“Nasib
tersial dalam hidupmu adalah mencintaiku, Ve” kataku pada sebuah sore di
pelataran candi di timur kota Yogya. Kala itu aku mengantarmu menikmati senja
dengan sepeda motor merahmu.
“Oh
iya? Kenapa sial?”, jawabmu mencandaiku. Aku hanya tersenyum datar mendengar
pertanyaan singkat itu. Sedang kau masih asyik memotret lanskap yang terbentang
dipelataran candi. “Kenapa sial?”, tanyamu mengulang, sembari menoleh
kebelakang dan menatapku dalam-dalam. Tanpa disadari jemarimu begitu lihai
memencet tombol-tombol, sepertinya kau ingin melihat hasil dari bidikan dilayar
kamera digitalmu.
“Apa
yang kauharapkan dariku?” tanyaku memancing. Kau menatapku penuh heran, tampak
terkejut mendengar pertanyaan yang terlontar dariku. “Itulah kesialanmu. Kau
terlalu berani menjatuhkan cintamu kepada sesosok laki-laki sepertiku. Dengan
menjadikanku sebagai kekasihmu, pilihanmu keliru”.
Kau
masih memasang muka penuh tanya.

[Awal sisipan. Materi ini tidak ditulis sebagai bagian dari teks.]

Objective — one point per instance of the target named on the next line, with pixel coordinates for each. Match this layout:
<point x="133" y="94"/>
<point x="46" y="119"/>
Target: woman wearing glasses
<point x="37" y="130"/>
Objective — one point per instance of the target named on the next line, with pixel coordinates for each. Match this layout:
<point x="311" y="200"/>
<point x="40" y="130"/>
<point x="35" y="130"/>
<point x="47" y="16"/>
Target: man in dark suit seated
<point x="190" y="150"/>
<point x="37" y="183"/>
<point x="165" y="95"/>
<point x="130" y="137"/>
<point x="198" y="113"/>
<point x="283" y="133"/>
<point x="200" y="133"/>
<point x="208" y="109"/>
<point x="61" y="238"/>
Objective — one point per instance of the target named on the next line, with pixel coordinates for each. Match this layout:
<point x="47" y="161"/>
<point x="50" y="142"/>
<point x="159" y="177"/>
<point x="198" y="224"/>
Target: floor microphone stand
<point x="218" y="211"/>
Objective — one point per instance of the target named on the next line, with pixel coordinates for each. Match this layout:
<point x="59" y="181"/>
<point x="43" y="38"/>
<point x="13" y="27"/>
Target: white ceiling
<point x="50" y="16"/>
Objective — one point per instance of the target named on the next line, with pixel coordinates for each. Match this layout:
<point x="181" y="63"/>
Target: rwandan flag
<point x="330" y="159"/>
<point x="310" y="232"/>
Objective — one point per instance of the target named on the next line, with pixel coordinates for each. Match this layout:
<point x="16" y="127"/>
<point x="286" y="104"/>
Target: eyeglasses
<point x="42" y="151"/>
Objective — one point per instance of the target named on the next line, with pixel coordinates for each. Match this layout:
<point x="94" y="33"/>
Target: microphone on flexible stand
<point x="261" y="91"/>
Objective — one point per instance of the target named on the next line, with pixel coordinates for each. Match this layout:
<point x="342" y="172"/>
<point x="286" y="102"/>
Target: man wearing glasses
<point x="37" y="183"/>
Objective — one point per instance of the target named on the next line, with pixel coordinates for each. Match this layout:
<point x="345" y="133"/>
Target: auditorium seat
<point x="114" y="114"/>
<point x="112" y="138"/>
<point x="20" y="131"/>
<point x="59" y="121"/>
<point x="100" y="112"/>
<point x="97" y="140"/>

Dahimu berkerut seakan didalam otak sesak
dengan kata yang akan menjawab pertanyaanku, namun urung juga terkatakan.
Kutunggu beberapa menit, memberi kesempatan merangkai kata namun tak kunjung
juga menjawab. Rasanya ingin sekali lagi menjelaskan, tetapi yang kurasakan
pikiranku mendadak kalut. Mulut terbungkam, tatkala melihatmu mematung diri.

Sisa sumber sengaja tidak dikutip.